抗生素耐药的经典应对策略是不断研发新型抗生素或已有抗生素的新衍生物，以此治疗已对旧抗生素耐药的病原菌感染。该策略在过去半个世纪硕果累累，但目前已面临下述严峻挑战：(1)绝大多数抗生素靶点已经被研究和开发，发现有效的新型靶点已经非常困难，使得开拓全新抗生素举步维艰；(2)几乎所有已知抗生素母体化合物都已被变构优化，找到更高活性新衍生物的机会越来越小；(3)抗生素用药周期短，利润相对不高，而临床毒副作用审批要求严格，使得大多数国际知名制药厂商因商业利益解散了其抗生素研发团队，导致过去20多年罕有新抗生素投放市场；(4)过去十几年里，基因组、转录组、蛋白质组、代谢组等“OMICS”技术曾带来很大希望，认为对细菌“OMICS”的深入理解会提供无数的抗生素新靶点，从而开发出多种新抗生素；不幸的是，该平台技术耗费了巨大的人力物力，目前却连一个新抗生素都没能开发上市。

此外，临床上使用抑菌类抗生素时，只能抑制细菌繁殖，而无法有效清除细菌；使用杀菌类抗生素时，病人体内革兰氏阴性菌被杀死裂解后，往往会导致内毒素及其他致病物质在短时间内大量释放，从而可能加重患者病情。因此，抗生素耐药问题很难通过不断研发新抗生素的方法解决，急需科学家探索和开发不依赖抗生素的新策略。

三型分泌系统(Type 3secretion system，T3SS)广泛存在于革兰氏阴性细菌，主要由包含5个操纵子(LEE1/2/3/4/5)的LEE毒力岛编码。其在细菌膜上形成的一种蛋白复合体跨膜结构，负责分泌蛋白因子，或将其直接注入高等宿主细胞，从而改变细胞的正常行为，导致宿主致病。T3SS与其他黏附因子类似，是细菌攻击宿主细胞的一种入侵武器，但其分子结构非常精密复杂，在细菌对宿主的附着和侵入过程中起着关键作用。T3SS在常见的革兰氏阴性致病菌中均有发现，如肠致病/出血性大肠杆菌(EnteropathogenicEscherichia coli—EPEC/Enterohemorrhagic Escherichia coli—EHEC)、鼠柠檬酸杆菌(Citrobacter rodentium—CR)、志贺氏菌、沙门氏菌、耶尔氏杆菌、假单胞菌、衣原体、霍乱弧菌、克雷伯氏菌和伯克氏菌等。已有研究表明，T3SS的功能缺失或其表达发生下降，会极大削弱病原菌对宿主的侵染致病能力。因此，探索病原微生物T3SS的作用机理，对于发现有效控制和治疗病原菌的新思路具有重要意义。

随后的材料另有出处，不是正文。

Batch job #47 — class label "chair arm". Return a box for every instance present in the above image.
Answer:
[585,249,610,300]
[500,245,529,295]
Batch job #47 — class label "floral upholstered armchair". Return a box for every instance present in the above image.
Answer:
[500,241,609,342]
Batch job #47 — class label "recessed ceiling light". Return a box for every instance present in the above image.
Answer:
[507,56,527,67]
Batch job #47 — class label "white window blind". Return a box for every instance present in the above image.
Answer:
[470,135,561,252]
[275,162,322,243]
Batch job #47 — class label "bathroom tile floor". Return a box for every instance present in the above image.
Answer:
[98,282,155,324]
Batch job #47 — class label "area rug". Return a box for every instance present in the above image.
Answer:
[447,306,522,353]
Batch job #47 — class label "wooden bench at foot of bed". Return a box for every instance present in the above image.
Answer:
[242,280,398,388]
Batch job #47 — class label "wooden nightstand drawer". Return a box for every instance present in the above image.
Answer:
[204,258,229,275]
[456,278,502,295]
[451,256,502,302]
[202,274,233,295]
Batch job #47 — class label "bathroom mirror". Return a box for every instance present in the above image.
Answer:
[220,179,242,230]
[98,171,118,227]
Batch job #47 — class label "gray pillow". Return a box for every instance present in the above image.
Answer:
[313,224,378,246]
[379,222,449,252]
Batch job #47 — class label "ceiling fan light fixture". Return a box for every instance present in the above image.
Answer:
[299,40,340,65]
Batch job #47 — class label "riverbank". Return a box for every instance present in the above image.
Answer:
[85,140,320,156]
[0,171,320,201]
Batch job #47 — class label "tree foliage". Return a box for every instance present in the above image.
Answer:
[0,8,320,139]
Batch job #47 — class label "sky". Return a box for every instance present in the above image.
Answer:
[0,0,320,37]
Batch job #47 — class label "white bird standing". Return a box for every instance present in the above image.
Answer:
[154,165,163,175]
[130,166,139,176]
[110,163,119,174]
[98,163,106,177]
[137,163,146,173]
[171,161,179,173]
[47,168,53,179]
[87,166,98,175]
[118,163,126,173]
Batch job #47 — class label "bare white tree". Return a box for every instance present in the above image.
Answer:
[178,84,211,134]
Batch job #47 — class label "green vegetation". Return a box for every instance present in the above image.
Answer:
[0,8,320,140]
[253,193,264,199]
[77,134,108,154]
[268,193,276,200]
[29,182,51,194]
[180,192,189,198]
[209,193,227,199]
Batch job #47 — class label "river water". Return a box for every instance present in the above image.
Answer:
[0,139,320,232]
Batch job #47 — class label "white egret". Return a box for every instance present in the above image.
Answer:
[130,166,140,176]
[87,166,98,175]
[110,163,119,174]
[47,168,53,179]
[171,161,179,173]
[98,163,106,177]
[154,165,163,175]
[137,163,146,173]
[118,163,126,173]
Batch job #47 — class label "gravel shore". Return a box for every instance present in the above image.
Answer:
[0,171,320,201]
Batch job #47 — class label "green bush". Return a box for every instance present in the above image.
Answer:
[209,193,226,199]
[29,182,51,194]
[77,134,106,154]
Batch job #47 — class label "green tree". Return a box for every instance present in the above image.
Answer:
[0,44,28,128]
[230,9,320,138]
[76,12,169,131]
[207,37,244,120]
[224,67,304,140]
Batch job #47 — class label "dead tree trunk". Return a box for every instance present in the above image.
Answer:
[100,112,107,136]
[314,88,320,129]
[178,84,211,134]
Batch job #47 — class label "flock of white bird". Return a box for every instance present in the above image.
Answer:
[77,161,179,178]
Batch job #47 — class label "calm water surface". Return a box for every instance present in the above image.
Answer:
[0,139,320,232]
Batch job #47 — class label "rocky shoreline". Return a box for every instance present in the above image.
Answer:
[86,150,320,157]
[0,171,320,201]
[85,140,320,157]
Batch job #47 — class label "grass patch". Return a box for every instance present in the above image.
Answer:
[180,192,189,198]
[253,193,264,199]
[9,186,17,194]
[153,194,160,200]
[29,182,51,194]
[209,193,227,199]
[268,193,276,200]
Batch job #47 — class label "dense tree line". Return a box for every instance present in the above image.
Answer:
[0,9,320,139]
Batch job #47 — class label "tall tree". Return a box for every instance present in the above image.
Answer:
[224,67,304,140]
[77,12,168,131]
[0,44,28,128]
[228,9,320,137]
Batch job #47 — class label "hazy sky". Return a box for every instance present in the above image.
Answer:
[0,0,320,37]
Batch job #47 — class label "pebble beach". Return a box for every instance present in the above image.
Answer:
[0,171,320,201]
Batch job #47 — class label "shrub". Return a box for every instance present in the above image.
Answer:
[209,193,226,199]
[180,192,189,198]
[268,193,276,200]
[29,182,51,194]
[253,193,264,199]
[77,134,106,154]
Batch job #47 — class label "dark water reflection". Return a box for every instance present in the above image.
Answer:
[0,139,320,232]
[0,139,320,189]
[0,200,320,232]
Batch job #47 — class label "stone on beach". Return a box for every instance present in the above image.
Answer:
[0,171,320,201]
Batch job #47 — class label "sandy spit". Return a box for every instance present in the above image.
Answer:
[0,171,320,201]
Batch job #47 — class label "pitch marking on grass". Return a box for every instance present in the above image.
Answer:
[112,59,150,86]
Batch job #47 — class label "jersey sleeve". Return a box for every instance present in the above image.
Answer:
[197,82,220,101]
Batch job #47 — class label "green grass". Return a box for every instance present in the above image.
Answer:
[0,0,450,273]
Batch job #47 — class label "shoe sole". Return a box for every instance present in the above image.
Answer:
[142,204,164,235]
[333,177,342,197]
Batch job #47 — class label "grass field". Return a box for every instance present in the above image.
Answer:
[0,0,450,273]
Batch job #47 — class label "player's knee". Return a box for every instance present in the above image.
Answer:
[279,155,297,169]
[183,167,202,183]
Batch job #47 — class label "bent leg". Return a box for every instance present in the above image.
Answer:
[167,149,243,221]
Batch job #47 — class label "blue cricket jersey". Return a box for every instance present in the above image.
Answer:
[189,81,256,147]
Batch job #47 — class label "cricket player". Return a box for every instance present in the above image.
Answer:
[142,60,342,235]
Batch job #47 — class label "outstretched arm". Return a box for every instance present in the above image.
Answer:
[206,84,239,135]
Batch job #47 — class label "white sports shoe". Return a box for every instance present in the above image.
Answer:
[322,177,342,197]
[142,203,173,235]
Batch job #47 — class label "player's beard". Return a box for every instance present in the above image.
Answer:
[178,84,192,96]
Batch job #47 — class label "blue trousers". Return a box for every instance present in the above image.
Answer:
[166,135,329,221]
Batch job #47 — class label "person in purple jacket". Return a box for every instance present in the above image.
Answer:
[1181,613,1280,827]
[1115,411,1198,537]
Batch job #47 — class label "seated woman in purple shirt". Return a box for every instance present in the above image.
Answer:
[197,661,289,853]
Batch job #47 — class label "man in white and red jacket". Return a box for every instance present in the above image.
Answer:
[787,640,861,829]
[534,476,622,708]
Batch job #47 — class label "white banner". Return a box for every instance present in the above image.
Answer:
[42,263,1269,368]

鉴于细菌T3SS在宿主侵染中起到的关键作用。近年来，世界各地的科学家尝试通过抑制T3SS表达，从而降低病原菌的侵染力。其先期结果显示了一定的应用前景。

发明内容

本发明第一方面提供一种抑制包含三型分泌系统的病原菌对宿主侵染的方法，所述方法包括：使所述病原菌接触有效量的氮源。

在本发明的一个实施方案中，所述方法通过抑制病原菌对宿主的定殖能力以达到抑制病原菌对宿主的侵染。

在本发明的一个实施方案中，所述方法通过抑制三型分泌系统相关蛋白的表达及其转运以达到抑制病原菌对宿主的定殖。

本发明第二方面提供氮源在制备用于预防和/或治疗包含三型分泌系统的病原菌侵染的药物中的应用。

本发明第三方面提供氮源作为病原菌三型分泌系统抑制剂的应用。

本发明第四方面在于提供一种病原菌三型分泌系统抑制剂。

在本发明的一个实施方案中，所述病原菌是包含三型分泌系统的细菌，例如，所述病原菌可以是包含三型分泌系统的人畜共患病原菌、动物病原菌和植物病原菌。

在本发明的一个具体实施方案中，所述细菌属于选自下述的细菌属：肠致病/出血性大肠杆菌(Enteropathogenic Escherichia coli—EPEC/EnterohemorrhagicEscherichia coli—EHEC)、鼠柠檬酸杆菌(Citrobacter rodentium—CR)和丁香假单胞菌(Pseudomonas syringe)。

在本发明的一个实施方案中，所述宿主可以是人、动物和植物以及所有依赖于细菌三型分泌系统可以粘附定殖的表面。

在本发明的一个实施方案中，所述氮源选自无机氮源和有机氮源。

在本发明的一个实施方案中，所述氮源是氨基酸氮源。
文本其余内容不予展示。